Hypothetically, if the goal were to keep the distribution between capital and labour stable, taking productivity growth and inflation as given, how much would wages need to rise? For the sake of argument, let’s embrace a position often held by employers—that they, too, suffer from rising world market prices for fossil fuels and many other commodities they use as inputs, which up to a point is true. So when defining ‘inflation’ in the WSI report, we did not only use the consumer price index, but also changes in the GDP deflator (which strips out the effect of import prices).
Both labour productivity and the GDP deflator relate to domestic value added, and hence determine the ability of companies to pay higher (nominal) wages. Combining the measures, and using data from the commission’s forecast, we calculated a ‘distribution-neutral margin for wage growth’. This is an estimate of the growth rate for nominal wages that keeps the shares of wages and profits in domestic value added constant—in other words, stabilises the functional income distribution.
The result is striking: in the current year, nominal wages would need to grow by about 6 per cent on average across the EU to keep the wage share unchanged, without eroding the profit share. We are not arguing that wages should grow by 6 per cent across the board but that, from a macroeconomic point of view, relatively high nominal wage increases are possible in some sectors—without leading to a decline in profits.
Sharing the burden
The dominant discourse on inflation largely ignores the distributional impact of the crisis. Yet falling real wages and growing profits cannot be the model for sharing the economic burden of the war in Ukraine. In trying to shift the responsibility for inflation to workers, and in calling on trade unions to exercise wage restraint in the name of an ‘overriding general interest’, many commentators are barking up the wrong tree.

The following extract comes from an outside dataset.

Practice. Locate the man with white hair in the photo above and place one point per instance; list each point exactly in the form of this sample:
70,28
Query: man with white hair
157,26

What is largely missing from the debate—and would be more appropriate—is an appeal to companies to practise ‘profit restraint’. Driving up prices, even if euphemistically rephrased as ‘improved price positioning’, should not be seen as proof of managerial excellence.
Collective bargaining does not serve to maximise shareholder value. Neither does it dictate monetary policy. For many years after the global financial crisis, the risk of a deflationary spiral was the chief monetary concern. Stronger wage growth would have helped fend it off, as the ECB kept emphasising. Few employers however took the hint and countenanced higher wage settlements.
Now, unions such as Germany’s IG Metall are sticking to their long-term policy and factoring the ECB’s target inflation rate of 2 per cent (rather than the actual rate) into their wage demands. Still, they face a backlash for purportedly setting off a wage-price spiral.
Collective bargaining serves other, legitimate purposes. Distributional objectives are at the heart of many wage negotiations and they are even more relevant in today’s context. If unions do not look after workers’ interests and place distribution on the agenda, who will?
To be sure, collective bargaining alone cannot solve the cost-of-living crisis. For that, we need a decisive response by European welfare states. But to avoid workers alone paying the bill for Putin’s war, fair wage settlements are needed. Achieving that, of course, is no small task for trade unions across Europe in the current turmoil.